For publishers who find that they are not getting indexed in fatcat, our primary advice is to register ISSNs for venues (journals, repositories, conferences, etc), and to register DOIs for all current and back-catalog works. DOIs are the most common and integrated identifier in the scholarly ecosystem, and will result in automatic indexing in many other aggregators in addition to fatcat/scholar. There may be funding or resources available for smaller publishers to cover the cost of DOI registration, and ISSN registration is usually no-cost or affordable through national institutions.

We do not recommend that journal or conference publishers use general-purpose repositories like Zenodo to obtain no-cost DOIs for journal articles. These platforms are a great place for pre-publication versions, datasets, software, and other artifacts, but not for primary publication-version works (in our opinion).

If DOI registration is not possible, one good alternative is to get included in the Directory of Open Access Journals and deposit article metadata there. This process may take some time, but is a good basic indicator of publication quality. DOAJ article metadata is periodically harvested and indexed in fatcat, after a de-duplication process.
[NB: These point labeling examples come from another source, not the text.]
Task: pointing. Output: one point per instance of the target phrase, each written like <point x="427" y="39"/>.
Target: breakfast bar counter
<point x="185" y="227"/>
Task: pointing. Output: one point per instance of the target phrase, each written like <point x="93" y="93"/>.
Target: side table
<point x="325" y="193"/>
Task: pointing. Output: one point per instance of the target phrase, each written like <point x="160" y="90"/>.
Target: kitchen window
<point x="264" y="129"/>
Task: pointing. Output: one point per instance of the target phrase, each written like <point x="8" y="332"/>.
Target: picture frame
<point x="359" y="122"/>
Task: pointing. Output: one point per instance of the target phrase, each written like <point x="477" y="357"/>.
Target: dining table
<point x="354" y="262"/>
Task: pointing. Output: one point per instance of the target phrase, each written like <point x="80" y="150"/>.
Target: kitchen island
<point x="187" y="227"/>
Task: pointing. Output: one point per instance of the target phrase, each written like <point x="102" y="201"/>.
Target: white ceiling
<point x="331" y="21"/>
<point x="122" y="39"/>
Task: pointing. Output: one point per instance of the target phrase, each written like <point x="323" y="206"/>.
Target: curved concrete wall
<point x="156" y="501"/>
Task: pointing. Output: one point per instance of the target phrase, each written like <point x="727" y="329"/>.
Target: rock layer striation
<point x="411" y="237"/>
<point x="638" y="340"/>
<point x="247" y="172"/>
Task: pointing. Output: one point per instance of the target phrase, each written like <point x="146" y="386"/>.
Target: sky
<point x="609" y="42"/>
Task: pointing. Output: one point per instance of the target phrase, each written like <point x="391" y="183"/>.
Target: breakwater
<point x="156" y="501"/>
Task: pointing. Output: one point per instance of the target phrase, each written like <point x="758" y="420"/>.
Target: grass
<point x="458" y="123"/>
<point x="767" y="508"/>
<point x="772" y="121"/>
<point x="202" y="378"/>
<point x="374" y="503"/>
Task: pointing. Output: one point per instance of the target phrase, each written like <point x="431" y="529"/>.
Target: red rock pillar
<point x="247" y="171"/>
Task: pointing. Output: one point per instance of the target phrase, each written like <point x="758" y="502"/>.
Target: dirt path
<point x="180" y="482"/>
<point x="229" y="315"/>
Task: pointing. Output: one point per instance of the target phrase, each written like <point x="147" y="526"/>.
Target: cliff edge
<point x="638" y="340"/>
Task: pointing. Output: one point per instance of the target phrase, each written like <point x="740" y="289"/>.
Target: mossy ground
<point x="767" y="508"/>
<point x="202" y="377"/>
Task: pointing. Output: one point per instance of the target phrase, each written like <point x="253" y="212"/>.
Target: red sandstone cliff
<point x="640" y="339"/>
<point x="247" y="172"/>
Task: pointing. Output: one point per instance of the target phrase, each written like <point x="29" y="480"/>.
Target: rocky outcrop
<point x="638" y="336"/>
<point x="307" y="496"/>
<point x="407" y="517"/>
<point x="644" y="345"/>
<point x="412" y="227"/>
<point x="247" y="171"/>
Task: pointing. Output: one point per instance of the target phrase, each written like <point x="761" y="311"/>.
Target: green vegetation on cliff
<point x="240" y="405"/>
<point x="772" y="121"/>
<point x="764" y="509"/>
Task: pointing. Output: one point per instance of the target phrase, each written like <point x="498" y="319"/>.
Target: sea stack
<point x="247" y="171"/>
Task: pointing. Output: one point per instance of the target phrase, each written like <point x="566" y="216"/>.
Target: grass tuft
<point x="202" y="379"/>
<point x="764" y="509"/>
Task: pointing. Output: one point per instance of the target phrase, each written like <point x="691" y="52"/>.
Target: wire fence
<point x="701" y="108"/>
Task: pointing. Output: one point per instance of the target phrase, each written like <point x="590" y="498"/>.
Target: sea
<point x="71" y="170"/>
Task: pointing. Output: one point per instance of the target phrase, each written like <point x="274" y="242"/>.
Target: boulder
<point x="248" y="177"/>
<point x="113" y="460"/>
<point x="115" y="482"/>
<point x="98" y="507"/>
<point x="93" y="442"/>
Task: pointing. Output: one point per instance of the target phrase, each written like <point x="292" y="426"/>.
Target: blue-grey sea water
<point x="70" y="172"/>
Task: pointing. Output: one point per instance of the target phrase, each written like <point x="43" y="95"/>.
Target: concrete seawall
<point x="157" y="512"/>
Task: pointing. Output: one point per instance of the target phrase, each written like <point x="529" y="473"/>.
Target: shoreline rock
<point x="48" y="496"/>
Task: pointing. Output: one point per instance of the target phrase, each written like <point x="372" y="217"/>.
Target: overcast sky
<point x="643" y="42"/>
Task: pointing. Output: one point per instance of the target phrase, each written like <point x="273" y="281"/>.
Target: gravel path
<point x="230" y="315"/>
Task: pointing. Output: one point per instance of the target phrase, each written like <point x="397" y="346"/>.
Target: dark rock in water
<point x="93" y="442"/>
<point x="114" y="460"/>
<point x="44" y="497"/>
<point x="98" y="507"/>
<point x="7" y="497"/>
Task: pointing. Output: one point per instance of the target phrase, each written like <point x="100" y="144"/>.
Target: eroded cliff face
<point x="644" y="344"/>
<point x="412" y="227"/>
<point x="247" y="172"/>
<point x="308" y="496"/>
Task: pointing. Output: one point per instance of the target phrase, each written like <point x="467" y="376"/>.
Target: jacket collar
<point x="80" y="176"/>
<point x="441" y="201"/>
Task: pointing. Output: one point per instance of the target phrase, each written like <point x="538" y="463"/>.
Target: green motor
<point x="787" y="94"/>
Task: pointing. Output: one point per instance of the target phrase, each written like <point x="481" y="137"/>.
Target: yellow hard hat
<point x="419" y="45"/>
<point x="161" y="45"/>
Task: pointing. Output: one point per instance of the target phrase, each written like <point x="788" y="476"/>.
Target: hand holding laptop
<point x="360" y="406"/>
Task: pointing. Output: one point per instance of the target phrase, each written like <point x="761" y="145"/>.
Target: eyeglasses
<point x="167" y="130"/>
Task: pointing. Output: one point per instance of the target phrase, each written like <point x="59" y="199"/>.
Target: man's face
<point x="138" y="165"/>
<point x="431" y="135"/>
Fatcat does not yet support OAI-PMH as an identifier and mechanism for automated journal ingest, but we likely will in the future. This would particularly help publishers using the Open Journal System (OJS). Fatcat also does not yet support crawling journal sites and extracting bibliographic metadata from HTML tags.

Lastly, publishers could use the fatcat catalog web interface or API to push metadata records about their works programmatically. We don't know of any publishers actually doing this today.

Improving Automatic Preservation

In alignment with it's mission, Internet Archive makes basic automated attempts to capture and preserve all open access research publications on the public web, at no cost. This effort comes with no guarantees around completeness, timeliness, or support communications.

Preservation coverage can be monitored through the journal-specific dashboards or via the coverage search interface.

There are a few technical things publishers can do to increase their preservation coverage, in addition to the metadata indexing tips above:

  • use the citation_pdf_url HTML meta tag, when appropriate, to link directly from article landing pages to PDF URLs
  • use simple HTML to represent landing pages and article content, and do not require Javascript to render page content or links
  • ensure that hosting server robots.txt rules are not preventing or overly restricting automated crawling
  • use simple, accessible PDF access links. Do not use time-limited or IP-limited URLs, require specific referrer headers, or use cookies to authenticate access to OA PDFs
  • minimize the number of HTTP redirects and HTML hops between DOI and fulltext content
  • paywalls, loginwalls, geofencing, and anti-bot measures are all obviously antithetical to open crawling and indexing

Publishers are also free to submit "Save Paper Now" requests, or edit the catalog itself either manually or in bulk through the API. If an individual work persistently fails to ingest, try running a "Save Page Now" request first from and verify that the content is available through Wayback replay, then submit the "Save Paper Now" request again.

Official Preservation

Internet Archive is developing preservation services for scholarly content on the web. Contact us at for details.

Existing web archiving services offered to universities, national libraries, and other institutions may already be appropriate for some publications. Check if your affiliated institutions already have an Archive-IT account or other existing relationship with Internet Archive.

Small publishers using Open Journal System (OJS) should be aware of the PKP preservation project.